Experimenting with https://github.com/apple/ml-ane-transformers
Basically, Apple provide a version of DistilBERT model that should run on the Neural Engine (ANE) co-processor of Apple Silicon devices, when run via CoreML. It is derived from bert-base-uncased
which was a 110M param model (but DistilBERT may be smaller?).
The specific model they provide has been pre-trained on the SST 2 dataset, so it provides sentiment classification (either "positive" or "negative"). Being "uncased" it doesn't care about capitalisation of the input.

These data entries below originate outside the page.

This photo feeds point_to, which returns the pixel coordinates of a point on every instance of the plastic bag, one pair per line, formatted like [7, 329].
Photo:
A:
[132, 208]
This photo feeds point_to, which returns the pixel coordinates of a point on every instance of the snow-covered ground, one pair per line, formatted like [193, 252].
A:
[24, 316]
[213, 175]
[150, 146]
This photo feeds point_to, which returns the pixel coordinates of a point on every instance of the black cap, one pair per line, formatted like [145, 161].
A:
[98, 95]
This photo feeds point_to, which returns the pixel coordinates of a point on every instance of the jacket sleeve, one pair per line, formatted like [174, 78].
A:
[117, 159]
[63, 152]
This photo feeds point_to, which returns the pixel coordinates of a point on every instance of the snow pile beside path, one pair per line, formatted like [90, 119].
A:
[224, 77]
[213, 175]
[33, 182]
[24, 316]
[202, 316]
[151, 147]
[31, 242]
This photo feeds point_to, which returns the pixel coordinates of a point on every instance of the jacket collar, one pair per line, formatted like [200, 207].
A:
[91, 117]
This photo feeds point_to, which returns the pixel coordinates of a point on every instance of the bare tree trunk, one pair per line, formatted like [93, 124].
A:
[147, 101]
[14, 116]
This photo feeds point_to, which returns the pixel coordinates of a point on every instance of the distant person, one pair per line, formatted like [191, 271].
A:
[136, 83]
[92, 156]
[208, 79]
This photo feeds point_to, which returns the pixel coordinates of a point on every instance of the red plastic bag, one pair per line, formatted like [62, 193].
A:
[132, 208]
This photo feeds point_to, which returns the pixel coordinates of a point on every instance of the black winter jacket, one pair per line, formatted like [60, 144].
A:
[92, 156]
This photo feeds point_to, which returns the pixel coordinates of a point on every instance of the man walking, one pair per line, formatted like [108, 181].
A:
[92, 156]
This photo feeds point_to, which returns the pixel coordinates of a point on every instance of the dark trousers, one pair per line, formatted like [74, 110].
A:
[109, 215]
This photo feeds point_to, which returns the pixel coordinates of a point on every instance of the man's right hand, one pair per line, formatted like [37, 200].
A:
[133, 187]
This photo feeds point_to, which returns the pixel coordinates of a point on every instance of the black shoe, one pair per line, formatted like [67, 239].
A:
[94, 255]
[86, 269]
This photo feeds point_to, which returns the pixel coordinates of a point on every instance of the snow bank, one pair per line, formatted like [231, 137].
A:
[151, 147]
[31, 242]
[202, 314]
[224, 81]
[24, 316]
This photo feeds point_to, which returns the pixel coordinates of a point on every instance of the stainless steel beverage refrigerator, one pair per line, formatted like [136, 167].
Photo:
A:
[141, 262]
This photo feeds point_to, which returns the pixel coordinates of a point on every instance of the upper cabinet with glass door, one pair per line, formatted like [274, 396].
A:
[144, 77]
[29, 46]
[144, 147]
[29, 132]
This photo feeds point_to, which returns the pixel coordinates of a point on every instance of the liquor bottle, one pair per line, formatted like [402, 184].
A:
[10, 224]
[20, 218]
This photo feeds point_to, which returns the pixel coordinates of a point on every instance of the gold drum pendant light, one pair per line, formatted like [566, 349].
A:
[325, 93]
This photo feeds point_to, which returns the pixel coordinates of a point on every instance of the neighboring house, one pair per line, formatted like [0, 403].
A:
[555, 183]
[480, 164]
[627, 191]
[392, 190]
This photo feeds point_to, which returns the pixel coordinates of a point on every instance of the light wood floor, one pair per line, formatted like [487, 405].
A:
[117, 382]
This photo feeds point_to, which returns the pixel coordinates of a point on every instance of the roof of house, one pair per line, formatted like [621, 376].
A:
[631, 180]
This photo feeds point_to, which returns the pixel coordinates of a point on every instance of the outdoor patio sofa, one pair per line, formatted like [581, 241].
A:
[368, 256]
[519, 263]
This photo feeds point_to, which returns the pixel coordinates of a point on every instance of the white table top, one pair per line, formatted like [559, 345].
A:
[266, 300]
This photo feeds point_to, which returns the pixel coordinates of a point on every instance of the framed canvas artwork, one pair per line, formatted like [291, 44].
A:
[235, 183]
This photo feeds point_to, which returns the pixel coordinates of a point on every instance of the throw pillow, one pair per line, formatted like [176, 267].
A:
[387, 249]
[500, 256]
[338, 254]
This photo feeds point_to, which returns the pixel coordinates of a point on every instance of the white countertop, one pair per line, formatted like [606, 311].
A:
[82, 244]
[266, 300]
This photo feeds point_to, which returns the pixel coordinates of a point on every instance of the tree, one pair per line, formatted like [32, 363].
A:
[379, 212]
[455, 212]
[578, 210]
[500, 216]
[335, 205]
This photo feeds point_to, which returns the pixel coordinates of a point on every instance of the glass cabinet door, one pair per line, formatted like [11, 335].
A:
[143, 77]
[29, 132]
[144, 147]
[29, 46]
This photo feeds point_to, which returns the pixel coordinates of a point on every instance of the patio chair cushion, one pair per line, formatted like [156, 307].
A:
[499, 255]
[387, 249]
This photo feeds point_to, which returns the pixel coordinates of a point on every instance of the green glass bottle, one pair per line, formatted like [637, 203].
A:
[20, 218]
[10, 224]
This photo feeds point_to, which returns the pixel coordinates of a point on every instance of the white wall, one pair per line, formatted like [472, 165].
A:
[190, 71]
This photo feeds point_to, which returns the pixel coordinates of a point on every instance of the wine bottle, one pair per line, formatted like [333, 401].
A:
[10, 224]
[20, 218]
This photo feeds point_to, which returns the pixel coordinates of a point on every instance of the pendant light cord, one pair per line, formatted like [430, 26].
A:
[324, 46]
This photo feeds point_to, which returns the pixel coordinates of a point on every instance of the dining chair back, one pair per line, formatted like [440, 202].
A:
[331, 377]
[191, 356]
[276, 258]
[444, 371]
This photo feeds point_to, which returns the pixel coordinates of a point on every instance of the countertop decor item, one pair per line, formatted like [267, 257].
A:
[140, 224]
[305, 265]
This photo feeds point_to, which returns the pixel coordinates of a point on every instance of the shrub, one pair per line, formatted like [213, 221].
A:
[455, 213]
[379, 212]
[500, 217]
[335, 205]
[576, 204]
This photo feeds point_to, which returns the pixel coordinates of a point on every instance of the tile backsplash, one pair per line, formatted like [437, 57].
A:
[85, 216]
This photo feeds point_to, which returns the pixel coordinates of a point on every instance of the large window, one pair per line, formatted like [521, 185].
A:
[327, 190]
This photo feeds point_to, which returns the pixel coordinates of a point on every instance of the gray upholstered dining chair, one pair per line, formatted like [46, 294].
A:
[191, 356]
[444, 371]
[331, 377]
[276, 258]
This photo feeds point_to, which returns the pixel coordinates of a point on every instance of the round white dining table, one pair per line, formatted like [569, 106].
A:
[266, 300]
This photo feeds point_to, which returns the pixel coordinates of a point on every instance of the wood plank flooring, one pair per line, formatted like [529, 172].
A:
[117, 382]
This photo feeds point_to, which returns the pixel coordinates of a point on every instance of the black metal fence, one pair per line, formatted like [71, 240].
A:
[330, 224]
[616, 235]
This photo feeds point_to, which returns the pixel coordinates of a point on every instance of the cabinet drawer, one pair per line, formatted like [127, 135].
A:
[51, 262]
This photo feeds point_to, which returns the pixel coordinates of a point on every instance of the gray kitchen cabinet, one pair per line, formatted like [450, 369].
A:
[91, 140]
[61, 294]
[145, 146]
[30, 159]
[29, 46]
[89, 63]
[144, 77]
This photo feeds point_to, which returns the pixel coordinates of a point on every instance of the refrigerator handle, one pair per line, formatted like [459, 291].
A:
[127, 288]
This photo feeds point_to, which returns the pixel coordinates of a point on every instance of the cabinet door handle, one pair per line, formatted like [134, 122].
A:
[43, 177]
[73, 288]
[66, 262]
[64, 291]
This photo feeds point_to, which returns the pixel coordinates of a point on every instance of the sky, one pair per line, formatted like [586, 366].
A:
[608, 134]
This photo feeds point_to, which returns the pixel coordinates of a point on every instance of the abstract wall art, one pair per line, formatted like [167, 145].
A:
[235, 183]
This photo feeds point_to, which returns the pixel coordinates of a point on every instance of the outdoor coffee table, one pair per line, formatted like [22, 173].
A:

This repo contains a trivial experiment with this model - a cli app you can run that will classify the sentiment of your inputs.
Prerequisites:
- an Apple Silicon mac
- Python 3.10
- install Poetry
Prepare the environment:
poetry install
poetry shell
Example usage:
$ python -m experiment.server
Enter text to classify (or 'ctrl+D' to quit): I like cheese
Sentiment prediction: positive (95.75%)
Enter text to classify (or 'ctrl+D' to quit): I hate cheesecake
Sentiment prediction: negative (99.63%)
Enter text to classify (or 'ctrl+D' to quit):
With some logging we can observe the startup...
Loading CoreML model...
Loaded CoreML model in 4360.14ms
Loading tokenizer...
Loaded tokenizer in 406.96ms
...and inference times:
Tokenizing input...
Tokenized input in 0.89ms
Performing inference...
Inferred in 4.71ms
(My macbook air is a 1st gen M1, 16GB RAM)
The inference time seems to be highly variable. The first inference can take 100-300ms, but it gets much faster (single digits ms) if you make rapid-fire requests. I am guessing perhaps it needs constant activity to have all the code/data primed in memory (cache?) in some way, and a short idle is enough for it to need reloading. This is distinct from the ~5 seconds needed to load and initialise the CoreML model itself and the tokenizer.
https://huggingface.co/apple/ane-distilbert-base-uncased-finetuned-sst-2-english says:
PyTorch does not utilize the ANE, and running this version of the model with PyTorch on the CPU or GPU may actually be slower than the original. To take advantage of the hardware acceleration of the ANE, use the Core ML version of the model, DistilBERT_fp16.mlpackage.
So that is what we've done. But how to be sure? After all, CoreML is kind of a black box that decides whether to use CPU, GPU or ANE depending on what it thinks is best for your model code.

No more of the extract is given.